Nel primo contributo del
Dossier “Gioco d’azzardo, dipendenza
moderna”, pubblicato su “il Delfino on line”, n. 2, dell’aprile
2012, firmato da Mario Pollo, professore di Pedagogia Generale e Sociale
alla Lumsa di Roma e collaboratore del CeIS, si distingue fra le forme di gioco
utilizzate come forma saltuaria di evasione dallo stress e dai ritmi della vita
quotidiana, alle dipendenze del gioco d’azzardo compulsivo che si osservano con
sempre maggiore preoccupazione anche nella realtà italiana. Se le prime
modalità, osserva Pollo, «si limitano a far vivere alla
persona il gioco come qualcosa di funzionale al lavoro e alla vita sociale, nel
senso di offrire quello scarico dello stress e delle tensioni necessario a
riprendere con rinnovata lena la vita quotidiana, nel caso del gioco d’azzardo
compulsivo le perturbazioni producono nella persona l’alienazione della propria
vita, il suo sottometterla a qualcosa di esterno a essa che come una sirena
chiama al naufragio sugli scogli della distruttività.
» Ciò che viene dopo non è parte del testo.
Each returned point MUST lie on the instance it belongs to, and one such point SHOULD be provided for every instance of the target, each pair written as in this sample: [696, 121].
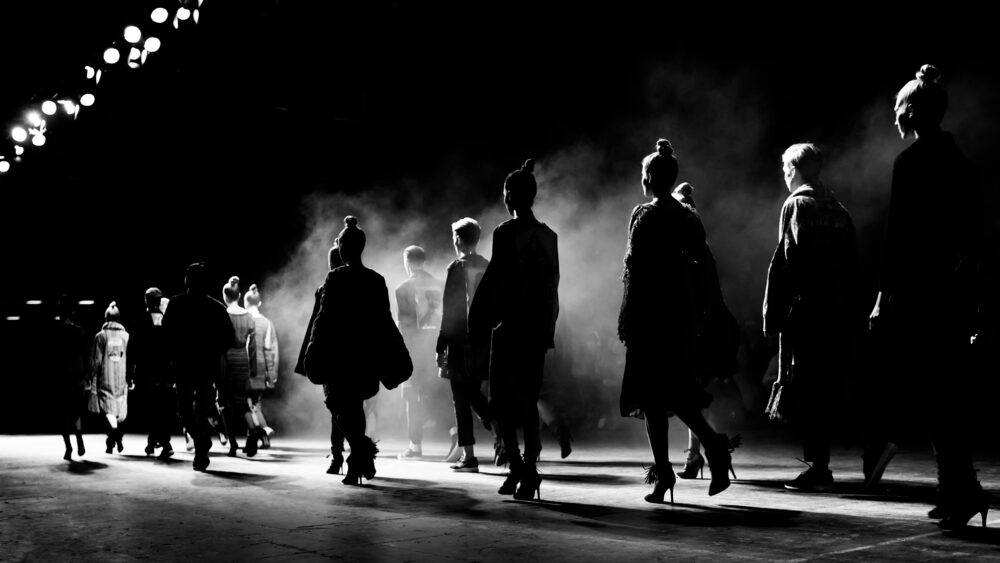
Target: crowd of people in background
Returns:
[488, 326]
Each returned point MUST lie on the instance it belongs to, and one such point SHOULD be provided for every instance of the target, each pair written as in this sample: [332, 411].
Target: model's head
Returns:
[196, 278]
[351, 240]
[520, 188]
[414, 258]
[231, 291]
[465, 234]
[659, 170]
[333, 259]
[152, 297]
[111, 314]
[921, 103]
[252, 297]
[801, 163]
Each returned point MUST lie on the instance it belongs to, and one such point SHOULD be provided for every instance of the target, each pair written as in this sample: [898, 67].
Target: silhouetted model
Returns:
[718, 336]
[344, 346]
[241, 369]
[517, 304]
[69, 372]
[200, 332]
[336, 434]
[809, 285]
[109, 385]
[267, 362]
[465, 367]
[418, 300]
[928, 292]
[663, 303]
[153, 373]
In questi ultimi casi il
gioco da strumento di libertà e di liberazione diviene uno strumento di
schiavitù, da luogo di creazione di una vita più ricca e umanamente realizzante
si trasforma in luogo della distruzione della vita stessa» (Educare al gioco, in “il Delfino on line”, n. 2, aprile
2012, p. 4).
Un primo contributo di
analisi psicologica “tarato” sulla situazione italiana è quindi offerto sulla
rivista dallo studio del medico-chirurgo, specializzato in psichiatria, Tonino Cantelmi, che
è stato il primo in Italia a occuparsi dell’impatto della tecnologia digitale
sulla mente umana (c.d. “Internet Dipendenza”, cfr. http://www.toninocantelmi.com/). Con il collega Emiliano Lambiase,
Cantelmi denuncia come, sebbene il gioco d’azzardo patologico sia stato
riconosciuto per la prima volta come disturbo mentale fin dal 1980, «con la sua introduzione nel DSM-III all’interno dei Disturbi del
Controllo degli Impulsi», nel contesto attuale i siti Internet che
si occupano di gioco d’azzardo fioriscono indisturbati. Sebbene la maggior
parte delle persone sembrino essere in grado di giocare responsabilmente,
aggiunge lo psichiatra cattolico, «viene stimato che circa il 3%
della popolazione lotta contro la dipendenza da gioco».